We are building a scalable data collection, storage, and distribution platform to consolidate data from vendors, research providers, exchanges, prime brokers, and web scraping sources. The platform will serve systematic & fundamental portfolio managers (PMs), as well as enterprise teams including Ops, Risk, Trading, and Compliance. The role involves developing internal data products and analytics while optimizing data pipelines.
Key Responsibilities:
- Web Scraping & Data Acquisition
- Utilize scripts, APIs, and web scraping tools to collect market data.
- Data Engineering & Pipeline Development
- Build and maintain a greenfield data platform on Snowflake and AWS.
- Enhance and optimize existing data pipelines to meet new business needs.
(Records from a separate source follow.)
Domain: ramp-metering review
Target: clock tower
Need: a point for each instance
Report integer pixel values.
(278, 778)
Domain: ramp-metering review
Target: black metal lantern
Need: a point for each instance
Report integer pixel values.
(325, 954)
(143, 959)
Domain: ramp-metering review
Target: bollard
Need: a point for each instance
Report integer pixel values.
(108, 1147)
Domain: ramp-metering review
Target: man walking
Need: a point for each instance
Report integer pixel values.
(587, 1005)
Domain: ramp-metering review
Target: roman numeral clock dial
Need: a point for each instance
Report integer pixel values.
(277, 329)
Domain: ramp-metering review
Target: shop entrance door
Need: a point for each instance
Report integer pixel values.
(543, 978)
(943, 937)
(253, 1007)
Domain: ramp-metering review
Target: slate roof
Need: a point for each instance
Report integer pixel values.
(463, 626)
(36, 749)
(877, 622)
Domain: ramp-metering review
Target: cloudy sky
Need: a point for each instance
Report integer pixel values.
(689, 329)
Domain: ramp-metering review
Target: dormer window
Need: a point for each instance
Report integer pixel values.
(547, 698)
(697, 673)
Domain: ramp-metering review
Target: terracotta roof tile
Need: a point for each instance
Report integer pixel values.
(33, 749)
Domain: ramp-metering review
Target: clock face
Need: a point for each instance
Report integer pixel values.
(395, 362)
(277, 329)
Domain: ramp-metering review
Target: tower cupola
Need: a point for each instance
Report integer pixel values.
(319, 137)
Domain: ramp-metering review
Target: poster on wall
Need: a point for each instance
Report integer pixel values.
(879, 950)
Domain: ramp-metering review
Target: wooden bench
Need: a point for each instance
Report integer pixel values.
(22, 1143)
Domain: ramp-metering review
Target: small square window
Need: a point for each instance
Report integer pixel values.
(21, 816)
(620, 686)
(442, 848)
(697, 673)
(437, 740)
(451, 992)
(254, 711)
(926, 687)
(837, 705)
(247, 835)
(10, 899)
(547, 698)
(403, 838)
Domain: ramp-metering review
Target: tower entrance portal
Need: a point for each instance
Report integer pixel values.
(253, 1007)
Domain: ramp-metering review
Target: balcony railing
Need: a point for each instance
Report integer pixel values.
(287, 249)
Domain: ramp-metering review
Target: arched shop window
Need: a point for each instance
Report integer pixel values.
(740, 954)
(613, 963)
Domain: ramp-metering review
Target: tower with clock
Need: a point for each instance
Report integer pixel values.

- Onboard and integrate new data providers efficiently.
- Data Storage & Migration
- Handle data migration projects ensuring seamless transition and accuracy.
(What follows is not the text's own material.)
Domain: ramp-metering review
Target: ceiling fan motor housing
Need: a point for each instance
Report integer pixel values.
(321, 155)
- Implement efficient storage solutions to support analytical workloads.
- DevOps & Cloud Infrastructure
- Work with Docker, Kubernetes, and Jenkins for scalable deployment.
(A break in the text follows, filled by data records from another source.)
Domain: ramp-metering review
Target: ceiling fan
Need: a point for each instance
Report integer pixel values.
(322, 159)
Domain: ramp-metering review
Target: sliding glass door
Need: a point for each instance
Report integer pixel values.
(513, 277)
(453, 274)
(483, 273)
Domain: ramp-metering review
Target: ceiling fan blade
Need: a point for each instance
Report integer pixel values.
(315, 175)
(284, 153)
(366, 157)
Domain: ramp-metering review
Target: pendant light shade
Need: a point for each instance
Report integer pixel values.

- Optimize cloud infrastructure on AWS for performance and cost-effectiveness.
Mandatory Skills & Experience:
- 10+ years of experience as a Data Engineer.
- Strong SQL & Python programming skills.
- Proficiency in Linux environments.
- Experience with AWS-based data solutions.
- Containerization expertise (Docker, Kubernetes).
- DevOps knowledge (Jenkins, CI/CD pipelines).
- Excellent communication and problem-solving skills.
Nice-to-Have Skills:
- Experience with Market Data / Capital Markets projects.
- Knowledge of Apache Airflow for workflow automation.